In this time of coronavirus when so much of normal life has been disrupted and locked down, running has once again been touted as a healthy habit to engage in, not just physically, but emotionally and psychologically, as well. And yet the great irony is that coming together by the hundreds and thousands to run in road races is considered a dangerous catalyst to the spread of the virus. And so as race cancellations increase and the calendar ahead is denuded of our annual mass gatherings, Running USA CEO Rich Harshbarger acknowledged the industry is “suffering tremendously” and that, since it has no league or players association, it is sometimes overlooked.
While there has always been something of a prideful outsider’s mentality to the sport of running, being overlooked as an industry is an altogether different matter. So in April 2020, over 500 endurance event operators across the country — including Ironman and Running USA — banded together to launch the Endurance Sports Coalition, which sought longer-term funding for event operators.
“Without specifically targeted help from the federal government,” said the Endurance Sports Coalition, “the endurance sports may not survive the COVID-19 pandemic. Many events with long and proud histories do not have the resources to weather this storm and will not be able to ramp up again next year.”
That’s the sound of strident individuality falling in the face of the existential threat brought about by the Coronavirus.
Long the backbone of the running industry, the individual event summoning thousands of individual runners is now finding that flinty independence has a cutting edge. It has been the sports’ resolute refusal to aggregate its numbers to form anything beyond the individual race, that now threatens the viability of many long-standing events.
This lack of a wider view was first made apparent when Nike pulled out sponsorship of the Cascade Run-Off in Portland, Oregon, a classic 15K event that hosted the first open prize money road race on the fledgling Association of Road Race Athletes (ARRA) tour in 1981. When Nike pulled out a few years later and local organizers couldn’t find an immediate sponsor replacement, rather than seeing financial support coming from the broader road race community to bridge the gap until a new sponsor could be found, the event just died, taking with it a seminal milestone in the history of the sport. There was no sense that ‘we are all in this together”; it was every event for itself.
True, there have been some examples of multiple-race series over the years, most notably the 154-event Diet Pepsi 10K Series in the late Seventies, early Eighties. And Dr. Scholl’s staged their Pro Comfort 10K series for a few years in the mid-`80s. Elite Racing, Inc. founded the Rock ‘n’ Roll-themed series of marathons and half-marathons in 1998 and literally changed the game. Competitor Group and now Ironman continued to develop the participation aspect of the RnR Series while largely eliminating the pro racing division. On that front, the Abbott World Marathon Majors branded six of the world’s preeminent marathons.

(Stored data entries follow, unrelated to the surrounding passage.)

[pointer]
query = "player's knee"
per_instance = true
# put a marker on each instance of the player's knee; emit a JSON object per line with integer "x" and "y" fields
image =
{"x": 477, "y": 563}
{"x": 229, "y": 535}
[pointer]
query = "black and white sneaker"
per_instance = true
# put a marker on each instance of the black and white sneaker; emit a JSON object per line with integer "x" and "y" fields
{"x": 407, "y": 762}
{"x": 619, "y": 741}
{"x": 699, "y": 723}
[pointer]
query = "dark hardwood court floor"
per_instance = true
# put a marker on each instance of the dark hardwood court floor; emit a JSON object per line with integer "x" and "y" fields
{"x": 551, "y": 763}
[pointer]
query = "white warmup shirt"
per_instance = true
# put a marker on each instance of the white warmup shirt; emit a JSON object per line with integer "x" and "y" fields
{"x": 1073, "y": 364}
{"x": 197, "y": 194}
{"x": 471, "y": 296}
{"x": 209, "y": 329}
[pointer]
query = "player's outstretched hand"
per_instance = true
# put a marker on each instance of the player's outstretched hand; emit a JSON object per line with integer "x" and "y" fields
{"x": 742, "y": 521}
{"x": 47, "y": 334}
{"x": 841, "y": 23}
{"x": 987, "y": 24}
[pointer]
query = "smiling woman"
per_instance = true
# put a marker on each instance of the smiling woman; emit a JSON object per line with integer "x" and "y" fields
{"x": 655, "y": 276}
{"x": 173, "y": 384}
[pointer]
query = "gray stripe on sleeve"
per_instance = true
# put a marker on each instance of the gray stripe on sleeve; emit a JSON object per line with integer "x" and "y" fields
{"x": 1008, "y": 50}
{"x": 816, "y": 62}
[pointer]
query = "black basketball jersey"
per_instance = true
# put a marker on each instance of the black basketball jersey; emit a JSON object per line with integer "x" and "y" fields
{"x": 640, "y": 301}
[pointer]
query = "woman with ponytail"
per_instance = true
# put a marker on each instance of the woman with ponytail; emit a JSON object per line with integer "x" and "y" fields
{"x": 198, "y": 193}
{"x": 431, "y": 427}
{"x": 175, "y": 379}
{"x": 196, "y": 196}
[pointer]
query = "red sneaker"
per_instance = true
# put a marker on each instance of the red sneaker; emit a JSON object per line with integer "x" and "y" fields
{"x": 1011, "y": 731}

But in recent cycles, there has been a shift in public recognition from tour champions to Six-Star Finishers – due in part to the negative publicity of drug cheaters taking the series titles before having to give them up upon being caught.
But throughout its first four-plus decades, the running industry has primarily developed via an individual event, individual runner orientation. And that orientation was sufficient to grow the events even if it didn’t do the same for the sport at the leading edge of the events. Yes, the elite sporting element has maintained a presence, but largely it has been managed more than promoted.
44 million runners? 35,000 races? 17.6 million racers? These are striking numbers reflecting a robust industry (though the number of racers has slowly been eroding for the last half-decade). But when every one of those numbers is constituted as a universe of one, they don’t add up to anything more than an academic data point. And now in the face of Coronavirus, road running’s mass gatherings are seen as Petri dishes of viral concern. But because the industry never successfully formed a league or developed a players association to create a larger force, it finds itself particularly vulnerable, exposing the weakness of the sport’s atomic event sensibility to help bridge a time of crisis.
Runners were once ridiculed (“It’s spring and the saps are running” was a Boston favorite). Then the sport found broad acceptance through the original Running Boom. Still, I am reminded of those early years when you would go to meetings at City Halls looking for street closing permits and the like. And often race directors would tell city officials, “we will start very early and stay off main roads. Nobody will know we are there.” And I always wondered, is “nobody knows we’re there” a proper goal? Former Houston Marathon director David Hannah had a famous line about that mentality, “A long time ago running made an unconscious decision to be a closely held secret.”
It makes you wonder whether events, athletes, and agents are paying close attention to the current crisis. Have they figured it out yet? Fish have. Birds have. Wildebeests have. Ants have. And finally, an endurance events coalition has, too. There are safety and power and insurance in numbers. If this Coronavirus crisis doesn’t set this sport up for some sort of unified effort going forward, you just wonder whatever will?